The venography conducted at the proximal segment of the SMV demonstrated significant stenosis and the presence of multiple collateral venous vessels, predominantly draining around the antral region of the stomach (Figure 3B).
The 4F introducer sheath was exchanged for a 6F sheath.
The stenosis was dilatated with an 8 mm balloon catheter (Advance® 35LP Low-Profile PTA Balloon Dilatation Catheter—Cook Medical, Bloomington, IN, USA) using a 0.035 Amplatz Extra Stiff guidewire (Extra-Stiff Straight—PTFE-Coated Stainless Steel—Cook Medical, Bloomington, IN, USA) (Figure 4A).
New venography was performed, demonstrating a significant reduction in collateral vessel flow and satisfactory flow into the portal vein (Figure 4B).
Despite achieving a favorable outcome with venoplasty, we opted to stent the SMV stenosis due to the elevated risk of restenosis and to avoid potential complications during future interventions.
From a conservative perspective, stents are generally reserved for cases of intraprocedural recoil or early restenosis following technically successful venoplasty [28]. Funaki and colleagues [29] observed that 12 out of 19 patients undergoing percutaneous intervention for portal vein stenosis post-liver transplantation required stent placement. The patency of the stents was 100% at 3 years. For portomesenteric interventions, the primary stent patency rate was 76% with a mean imaging follow-up period of 8.6 months according to the study by Vamshi K. Mungu et al. [16].
The subsequent intervention involved the placement of an 8 mm self-expanding stent with a 40 mm length (Zilver Flex® Vascular Self-Expanding Stent—Cook Medical, Bloomington, IN, USA) across the identified stenosis.
The control venography showed an improved flow into the portal vein (Figure 5).
The puncture tract was occluded with a combination of gelfoam and a contrast medium, which was administered through the sheath. While the literature describes various techniques for the occlusion of the puncture tract [30,31], our experience has demonstrated favorable outcomes with gelfoam closure specifically in portal stenting cases involving liver transplant and oncological patients.
There were no complications associated with the procedure.
Five days post-procedure, the patient was administered a therapeutic dose of low-molecular-weight heparin (LMWH).
The patient was discharged five days post-procedure in excellent health status, presenting no complaints.
The anticoagulation treatment prescribed at discharge was apixaban for 8 weeks.
One week post-procedure, the CT scan confirmed stent patency and demonstrated a significant reduction in collateral vessels (Figure 6).
At one month, the patient underwent follow-up upper endoscopy, which certified the outstanding outcome of the procedure, evidenced by the resolution of the large ectatic veins in the stomach.
One year following the procedure, subsequent upper endoscopy revealed the development of novel gastric varices.
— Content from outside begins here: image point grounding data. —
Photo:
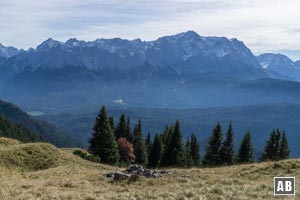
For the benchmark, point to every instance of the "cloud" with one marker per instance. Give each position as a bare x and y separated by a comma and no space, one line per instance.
264,25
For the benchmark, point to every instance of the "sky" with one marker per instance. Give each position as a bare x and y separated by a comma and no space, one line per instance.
263,25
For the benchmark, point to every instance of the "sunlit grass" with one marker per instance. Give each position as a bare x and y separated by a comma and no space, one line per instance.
71,177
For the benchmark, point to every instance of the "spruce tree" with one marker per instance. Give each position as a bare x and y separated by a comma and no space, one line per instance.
155,152
103,142
139,144
188,154
245,154
195,150
284,151
176,148
128,134
227,150
148,143
112,124
212,155
166,139
121,128
272,148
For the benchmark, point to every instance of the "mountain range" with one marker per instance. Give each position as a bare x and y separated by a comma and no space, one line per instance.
16,123
180,71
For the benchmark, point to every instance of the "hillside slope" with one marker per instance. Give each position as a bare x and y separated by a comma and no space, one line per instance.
67,176
46,131
259,119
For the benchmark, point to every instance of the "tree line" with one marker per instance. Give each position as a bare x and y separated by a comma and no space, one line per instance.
120,145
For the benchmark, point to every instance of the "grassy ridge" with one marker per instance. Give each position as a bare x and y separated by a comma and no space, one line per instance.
71,177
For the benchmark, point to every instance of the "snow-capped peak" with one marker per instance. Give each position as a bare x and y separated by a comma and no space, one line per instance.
49,43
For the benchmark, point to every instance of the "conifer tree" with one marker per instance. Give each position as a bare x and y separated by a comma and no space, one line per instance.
284,151
245,154
148,143
103,142
128,131
195,150
272,148
188,154
166,139
227,150
121,128
155,152
139,144
176,148
112,124
212,152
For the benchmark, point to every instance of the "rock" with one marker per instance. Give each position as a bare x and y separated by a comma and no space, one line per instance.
135,169
134,178
276,165
110,175
164,172
120,176
133,173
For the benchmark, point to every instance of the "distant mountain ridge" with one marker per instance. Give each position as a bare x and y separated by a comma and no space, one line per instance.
182,70
6,52
280,64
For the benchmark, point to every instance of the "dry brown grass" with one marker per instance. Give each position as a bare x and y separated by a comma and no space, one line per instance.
75,178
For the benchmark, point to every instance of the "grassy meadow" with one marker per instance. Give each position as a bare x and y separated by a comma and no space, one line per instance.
42,171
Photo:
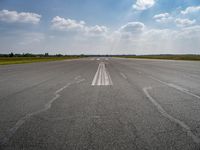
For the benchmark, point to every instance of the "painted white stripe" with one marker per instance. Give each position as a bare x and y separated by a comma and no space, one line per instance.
123,75
187,129
102,77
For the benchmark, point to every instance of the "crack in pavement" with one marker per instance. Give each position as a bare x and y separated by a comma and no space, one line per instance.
187,129
47,106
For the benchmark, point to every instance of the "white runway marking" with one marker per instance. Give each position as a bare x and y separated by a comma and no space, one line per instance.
176,87
102,77
123,75
171,118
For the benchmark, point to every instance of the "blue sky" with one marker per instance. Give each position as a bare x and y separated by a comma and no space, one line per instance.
100,26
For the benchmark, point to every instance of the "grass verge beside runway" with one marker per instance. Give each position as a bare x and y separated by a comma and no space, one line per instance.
22,60
167,57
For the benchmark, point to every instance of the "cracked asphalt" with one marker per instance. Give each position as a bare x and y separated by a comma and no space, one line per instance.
151,105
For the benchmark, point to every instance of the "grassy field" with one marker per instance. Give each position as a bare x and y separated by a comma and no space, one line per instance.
167,57
22,60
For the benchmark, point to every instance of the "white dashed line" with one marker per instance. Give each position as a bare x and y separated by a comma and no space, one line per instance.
102,77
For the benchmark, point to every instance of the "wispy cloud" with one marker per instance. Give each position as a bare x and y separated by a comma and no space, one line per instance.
59,23
163,18
22,17
192,9
184,22
143,4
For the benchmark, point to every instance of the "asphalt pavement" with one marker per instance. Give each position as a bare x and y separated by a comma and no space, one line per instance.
100,104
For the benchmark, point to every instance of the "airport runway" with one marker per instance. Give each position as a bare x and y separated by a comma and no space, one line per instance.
100,104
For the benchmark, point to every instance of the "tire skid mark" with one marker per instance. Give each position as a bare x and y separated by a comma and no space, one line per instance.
176,87
185,127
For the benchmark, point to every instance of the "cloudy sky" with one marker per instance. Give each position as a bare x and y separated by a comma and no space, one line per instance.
100,26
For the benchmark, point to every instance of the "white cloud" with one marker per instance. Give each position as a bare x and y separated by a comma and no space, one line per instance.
22,17
184,22
132,27
63,24
192,9
97,29
163,18
143,4
67,24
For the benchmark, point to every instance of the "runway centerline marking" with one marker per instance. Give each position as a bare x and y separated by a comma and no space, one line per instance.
102,77
123,75
187,129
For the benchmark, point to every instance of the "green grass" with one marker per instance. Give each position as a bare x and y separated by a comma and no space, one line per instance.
22,60
167,57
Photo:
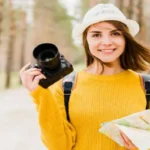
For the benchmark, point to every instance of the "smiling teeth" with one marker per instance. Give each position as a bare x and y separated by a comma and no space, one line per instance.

In accordance with the established follow-up protocol, a subsequent MDCT angiography was performed. The imaging findings indicated partial thrombosis within the stent and venous collateral vessels (Figure 7).
Using the transhepatic approach, in a similar manner as the initial procedure, the venography was performed, and the thrombosis of the stent was confirmed.
The stent underwent dilation, followed by the deployment of a new 8 mm self-expanding stent (Zilver Flex® Vascular Self-Expanding Stent—Cook Medical, Bloomington, IN, USA), ensuring a 7 mm overlap with the pre-existing stent (Figure 8A).
At the end of the procedure, we achieved an optimal flow within the portal vein (Figure 8B).
Three days post-procedure, the patient was administered a therapeutic dose of heparin.
The patient was discharged 3 days post-procedure in excellent health status, presenting no complaints.
The anticoagulation treatment prescribed at discharge, this time, was aspirin and acenocoumarol.
Annual surveillance post-procedure, including upper endoscopy, Doppler ultrasound, and CT, was conducted. The stents remained patent over a five-year period with no recurrence of thrombosis (Figure 9).

3. Review of the Literature

Over 200 articles have been published in the medical literature over the past decade regarding “superior mesenteric vein occlusion”, yet the vast majority address thrombosis of the superior mesenteric vein.
Among the published articles on mesenteric vein stenosis, most pertain to oncological pathology, inflammatory bowel diseases, or postoperative complications.
Hodgson et al. [19] present three cases of SMV stenosis complicating Crohn’s disease. In all three patients, visceral angiography was conducted, revealing stenosis of the SMV accompanied by the dilatation of draining collateral vessels. The first patient underwent limited right hemicolectomy, which included the resection of 20 cm of the terminal ileum, and was administered propranolol to decrease splanchnic vascular pressure. The second patient received exploratory laparotomy, during which two segments of the small intestine were resected and stricturoplasty was performed. The third patient did not undergo intervention for SMV stenosis; treatment was solely directed towards managing Crohn’s disease.
The endovascular treatment of superior mesenteric vein stenosis is detailed in only a few articles [3,15,23,24,32,33], involving a limited number of patients.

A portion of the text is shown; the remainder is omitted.